# Help! Momma dog pooping and peeing everywhere!



## ssporty21228 (Oct 16, 2007)

Could someone give me some insight to why my 18m old maltese has taken to pooping and peeing everywhere in my house after she had a litter 3 days ago...?
She was house trained very well but after she had her litter she has pooped and peed in various locations through out the house. She is trained to go outside and all so on newspaper...I have plenty of newspaper near her to go on so she doesn't have to travel very far from her puppies to do her business. She will go on the paper but then will go every where else...anyone ever experience this. Any advice would be greatly appreciated......


----------



## digits mama (Jun 13, 2007)

Your dog is only 18 months old and she had a litter already?

That is like a 8 year old human giving birth...

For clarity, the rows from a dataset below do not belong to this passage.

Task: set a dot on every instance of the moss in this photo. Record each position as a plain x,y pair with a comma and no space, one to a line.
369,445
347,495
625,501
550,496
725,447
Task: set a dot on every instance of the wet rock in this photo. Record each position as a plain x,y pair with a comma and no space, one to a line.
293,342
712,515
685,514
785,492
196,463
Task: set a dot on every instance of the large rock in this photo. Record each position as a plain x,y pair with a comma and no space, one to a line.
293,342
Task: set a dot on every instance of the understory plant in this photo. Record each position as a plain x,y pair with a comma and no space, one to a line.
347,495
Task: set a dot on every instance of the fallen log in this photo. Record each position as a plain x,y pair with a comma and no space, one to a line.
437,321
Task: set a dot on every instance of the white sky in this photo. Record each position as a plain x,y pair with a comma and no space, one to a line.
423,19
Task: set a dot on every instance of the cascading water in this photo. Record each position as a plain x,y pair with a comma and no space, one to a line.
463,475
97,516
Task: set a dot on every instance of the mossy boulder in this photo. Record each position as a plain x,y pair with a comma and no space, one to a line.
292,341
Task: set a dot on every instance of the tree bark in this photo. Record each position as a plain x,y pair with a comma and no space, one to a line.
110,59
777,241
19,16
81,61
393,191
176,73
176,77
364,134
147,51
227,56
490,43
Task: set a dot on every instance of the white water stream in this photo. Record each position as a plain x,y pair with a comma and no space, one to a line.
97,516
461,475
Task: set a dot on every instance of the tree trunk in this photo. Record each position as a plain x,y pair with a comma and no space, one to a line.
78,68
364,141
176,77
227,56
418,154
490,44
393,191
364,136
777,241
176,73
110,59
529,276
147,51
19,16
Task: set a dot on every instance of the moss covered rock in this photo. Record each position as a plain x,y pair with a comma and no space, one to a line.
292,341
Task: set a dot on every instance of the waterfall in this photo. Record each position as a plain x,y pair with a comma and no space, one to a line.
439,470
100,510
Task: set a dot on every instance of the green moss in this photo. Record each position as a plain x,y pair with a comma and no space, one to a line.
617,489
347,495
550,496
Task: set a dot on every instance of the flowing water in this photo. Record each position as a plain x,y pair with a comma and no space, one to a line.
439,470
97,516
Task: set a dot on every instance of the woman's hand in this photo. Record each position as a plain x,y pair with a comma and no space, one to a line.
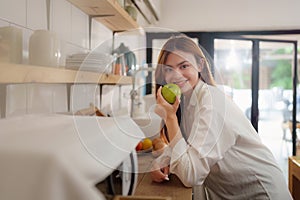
164,109
160,174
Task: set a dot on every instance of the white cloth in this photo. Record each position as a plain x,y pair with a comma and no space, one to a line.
59,157
223,151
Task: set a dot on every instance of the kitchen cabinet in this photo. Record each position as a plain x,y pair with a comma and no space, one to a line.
108,12
16,73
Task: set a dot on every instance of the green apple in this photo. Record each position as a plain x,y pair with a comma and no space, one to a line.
170,91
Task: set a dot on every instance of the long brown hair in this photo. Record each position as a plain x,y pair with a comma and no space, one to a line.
185,44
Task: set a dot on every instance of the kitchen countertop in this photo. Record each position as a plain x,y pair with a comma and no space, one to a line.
146,187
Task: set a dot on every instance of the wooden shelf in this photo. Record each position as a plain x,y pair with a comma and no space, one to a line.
16,73
108,12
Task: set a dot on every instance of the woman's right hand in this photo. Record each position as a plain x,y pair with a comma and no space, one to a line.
165,109
160,175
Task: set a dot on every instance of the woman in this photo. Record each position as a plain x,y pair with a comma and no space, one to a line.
211,142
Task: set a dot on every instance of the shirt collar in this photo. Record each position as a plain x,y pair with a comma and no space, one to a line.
195,94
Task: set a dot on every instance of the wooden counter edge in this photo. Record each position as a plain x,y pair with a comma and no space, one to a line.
172,188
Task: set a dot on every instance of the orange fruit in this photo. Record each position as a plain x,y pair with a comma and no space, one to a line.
147,143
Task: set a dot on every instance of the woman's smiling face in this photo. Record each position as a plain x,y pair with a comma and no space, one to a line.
181,68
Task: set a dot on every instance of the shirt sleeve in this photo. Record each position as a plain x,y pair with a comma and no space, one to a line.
208,142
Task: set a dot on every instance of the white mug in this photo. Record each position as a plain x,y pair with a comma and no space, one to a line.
44,49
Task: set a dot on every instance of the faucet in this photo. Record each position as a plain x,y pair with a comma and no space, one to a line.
134,92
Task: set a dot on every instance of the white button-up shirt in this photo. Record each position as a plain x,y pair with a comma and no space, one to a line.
223,151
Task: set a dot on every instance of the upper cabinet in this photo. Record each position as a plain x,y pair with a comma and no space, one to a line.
108,12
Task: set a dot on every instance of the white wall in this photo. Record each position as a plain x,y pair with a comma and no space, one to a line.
71,26
215,15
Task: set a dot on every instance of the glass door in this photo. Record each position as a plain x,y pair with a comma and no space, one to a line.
259,73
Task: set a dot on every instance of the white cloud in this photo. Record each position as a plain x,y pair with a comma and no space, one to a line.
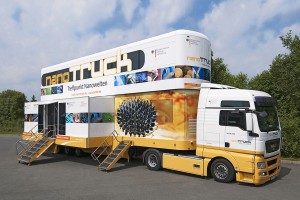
160,14
128,8
42,33
294,27
240,34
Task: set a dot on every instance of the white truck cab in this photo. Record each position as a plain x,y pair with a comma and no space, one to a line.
242,127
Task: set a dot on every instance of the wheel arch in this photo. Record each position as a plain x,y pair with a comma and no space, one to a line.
149,150
229,158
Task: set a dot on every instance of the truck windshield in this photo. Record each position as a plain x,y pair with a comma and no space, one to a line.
266,114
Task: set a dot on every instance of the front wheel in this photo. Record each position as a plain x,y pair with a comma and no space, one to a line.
222,170
68,150
153,160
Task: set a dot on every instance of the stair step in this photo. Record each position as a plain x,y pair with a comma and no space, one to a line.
25,158
104,165
112,156
110,159
32,152
102,168
117,151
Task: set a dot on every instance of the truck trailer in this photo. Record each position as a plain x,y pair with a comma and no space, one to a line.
153,99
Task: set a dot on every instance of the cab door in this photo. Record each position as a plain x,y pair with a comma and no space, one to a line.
236,136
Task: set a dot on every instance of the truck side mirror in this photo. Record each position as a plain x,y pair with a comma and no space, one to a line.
249,125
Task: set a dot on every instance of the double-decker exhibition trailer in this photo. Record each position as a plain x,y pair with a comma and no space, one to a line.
153,99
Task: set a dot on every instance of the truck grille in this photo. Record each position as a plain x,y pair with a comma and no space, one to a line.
272,162
272,145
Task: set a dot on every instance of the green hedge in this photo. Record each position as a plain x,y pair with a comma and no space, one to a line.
12,127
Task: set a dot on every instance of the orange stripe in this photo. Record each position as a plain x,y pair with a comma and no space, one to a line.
63,137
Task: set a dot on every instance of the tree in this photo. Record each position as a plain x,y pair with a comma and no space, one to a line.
33,99
221,75
11,111
282,82
11,105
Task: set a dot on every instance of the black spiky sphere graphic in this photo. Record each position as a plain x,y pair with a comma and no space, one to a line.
137,117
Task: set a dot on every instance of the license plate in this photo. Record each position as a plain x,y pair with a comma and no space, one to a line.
273,177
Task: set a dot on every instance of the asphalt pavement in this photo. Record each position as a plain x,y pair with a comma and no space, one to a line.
58,176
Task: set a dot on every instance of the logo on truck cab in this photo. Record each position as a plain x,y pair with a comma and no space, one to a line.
103,67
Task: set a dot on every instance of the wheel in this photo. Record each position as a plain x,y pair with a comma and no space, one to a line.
68,150
132,152
60,149
153,160
79,152
222,170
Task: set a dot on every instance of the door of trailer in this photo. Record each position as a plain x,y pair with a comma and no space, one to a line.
48,118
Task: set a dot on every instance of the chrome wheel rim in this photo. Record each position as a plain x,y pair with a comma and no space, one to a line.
152,160
221,171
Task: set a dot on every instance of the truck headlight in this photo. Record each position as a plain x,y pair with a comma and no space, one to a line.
261,165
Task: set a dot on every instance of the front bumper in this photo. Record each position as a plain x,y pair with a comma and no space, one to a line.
271,171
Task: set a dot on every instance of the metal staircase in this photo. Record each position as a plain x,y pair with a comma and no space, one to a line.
113,155
33,146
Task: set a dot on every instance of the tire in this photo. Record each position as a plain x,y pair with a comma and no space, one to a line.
79,152
68,150
60,149
222,170
153,160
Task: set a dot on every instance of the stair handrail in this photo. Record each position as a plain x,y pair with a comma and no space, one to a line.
42,144
114,134
27,141
32,140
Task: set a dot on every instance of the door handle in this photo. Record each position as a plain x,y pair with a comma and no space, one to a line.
227,144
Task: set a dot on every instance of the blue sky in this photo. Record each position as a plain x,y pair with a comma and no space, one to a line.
40,33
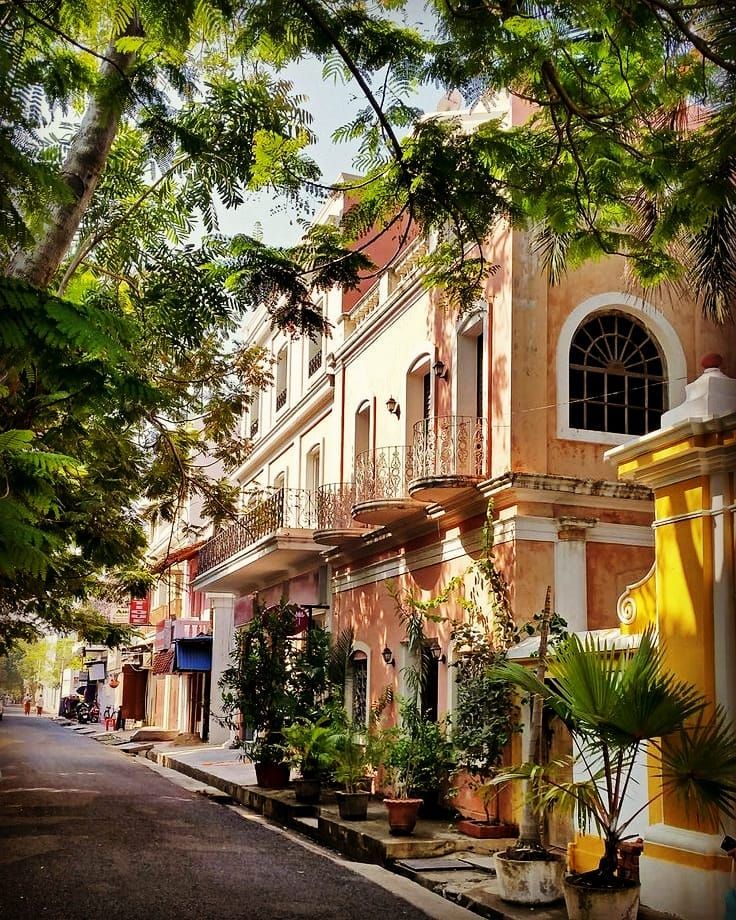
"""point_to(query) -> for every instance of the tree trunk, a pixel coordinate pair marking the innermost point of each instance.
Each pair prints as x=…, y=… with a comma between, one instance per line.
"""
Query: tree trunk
x=529, y=834
x=81, y=170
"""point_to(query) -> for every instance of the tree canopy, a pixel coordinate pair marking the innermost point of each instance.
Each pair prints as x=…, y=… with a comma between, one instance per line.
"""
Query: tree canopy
x=126, y=127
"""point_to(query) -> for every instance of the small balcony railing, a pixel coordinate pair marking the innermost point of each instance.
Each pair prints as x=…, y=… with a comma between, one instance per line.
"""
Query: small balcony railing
x=384, y=474
x=334, y=503
x=285, y=508
x=450, y=446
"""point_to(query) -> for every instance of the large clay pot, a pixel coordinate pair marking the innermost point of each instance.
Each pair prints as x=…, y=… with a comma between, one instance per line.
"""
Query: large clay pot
x=272, y=775
x=530, y=881
x=353, y=806
x=585, y=902
x=402, y=815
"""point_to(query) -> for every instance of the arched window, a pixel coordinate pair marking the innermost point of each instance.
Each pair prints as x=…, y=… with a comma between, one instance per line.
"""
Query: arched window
x=314, y=469
x=358, y=687
x=281, y=378
x=617, y=376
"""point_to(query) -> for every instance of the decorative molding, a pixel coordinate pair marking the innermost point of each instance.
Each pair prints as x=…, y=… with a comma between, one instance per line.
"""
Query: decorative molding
x=626, y=604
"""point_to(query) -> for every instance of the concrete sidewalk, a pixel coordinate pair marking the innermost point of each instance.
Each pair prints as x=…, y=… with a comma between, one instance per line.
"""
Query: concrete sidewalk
x=435, y=856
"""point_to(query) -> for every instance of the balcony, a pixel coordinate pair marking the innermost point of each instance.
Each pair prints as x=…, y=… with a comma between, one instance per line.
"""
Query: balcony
x=449, y=456
x=270, y=540
x=382, y=479
x=335, y=523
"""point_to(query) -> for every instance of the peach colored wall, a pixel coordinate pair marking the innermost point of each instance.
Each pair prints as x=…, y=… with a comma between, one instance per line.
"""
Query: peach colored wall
x=610, y=569
x=533, y=572
x=158, y=703
x=697, y=336
x=174, y=701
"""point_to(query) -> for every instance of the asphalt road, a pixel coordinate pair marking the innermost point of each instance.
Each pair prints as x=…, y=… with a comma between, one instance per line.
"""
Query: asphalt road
x=87, y=833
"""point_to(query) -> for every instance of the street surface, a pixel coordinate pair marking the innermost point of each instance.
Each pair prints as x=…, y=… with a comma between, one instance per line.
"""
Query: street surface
x=87, y=833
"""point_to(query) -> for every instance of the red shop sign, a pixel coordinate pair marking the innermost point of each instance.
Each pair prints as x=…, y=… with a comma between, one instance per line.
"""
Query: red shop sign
x=139, y=611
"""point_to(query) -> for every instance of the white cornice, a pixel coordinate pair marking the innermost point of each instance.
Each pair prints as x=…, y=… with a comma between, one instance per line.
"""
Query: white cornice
x=527, y=528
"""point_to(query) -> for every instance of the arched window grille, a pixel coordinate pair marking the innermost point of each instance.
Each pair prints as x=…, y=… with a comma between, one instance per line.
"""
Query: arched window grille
x=617, y=376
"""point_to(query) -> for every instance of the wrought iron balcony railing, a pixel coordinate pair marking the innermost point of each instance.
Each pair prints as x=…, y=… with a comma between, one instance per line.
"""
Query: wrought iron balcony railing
x=384, y=474
x=334, y=503
x=285, y=508
x=450, y=445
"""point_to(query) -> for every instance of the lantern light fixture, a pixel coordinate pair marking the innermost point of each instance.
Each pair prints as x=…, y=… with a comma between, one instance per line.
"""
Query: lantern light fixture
x=440, y=369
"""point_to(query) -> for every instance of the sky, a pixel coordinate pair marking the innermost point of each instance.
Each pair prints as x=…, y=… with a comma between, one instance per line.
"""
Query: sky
x=331, y=105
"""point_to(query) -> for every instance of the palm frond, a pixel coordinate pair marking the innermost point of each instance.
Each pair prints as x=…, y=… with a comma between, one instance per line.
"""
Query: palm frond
x=699, y=764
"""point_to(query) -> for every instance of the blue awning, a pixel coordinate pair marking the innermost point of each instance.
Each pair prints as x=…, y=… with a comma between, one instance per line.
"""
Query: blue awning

She is probably pissed at you..

I would be.


----------



## Kyllobernese (Feb 5, 2008)

When they are cleaning up after puppies and eating more, they have to go more. Also, they do not like going near where their puppies are so if you have paper down near the puppies she probably will not use it.


----------



## Megansmom (Jun 26, 2008)

My friend's dog that just had a litter did the same thing the first week or so. After that, she was fine. It's kind of a shock to the system.


----------



## Ben2017 (Oct 26, 2020)

digits mama said:


> Your dog is only 18 months old and she had a litter already?
> 
> That is like a 8 year old human giving birth...
> 
> ...


----------



## Ben2017 (Oct 26, 2020)

Our dog had similar problems because a male dog jumped the fence. Not our fault. And that was an ungracious reply to that lady. She was asking a question and thank you for not being helpful


----------



## RonE (Feb 3, 2007)

Thread is 12 years old and the member you're chiding is long gone.


----------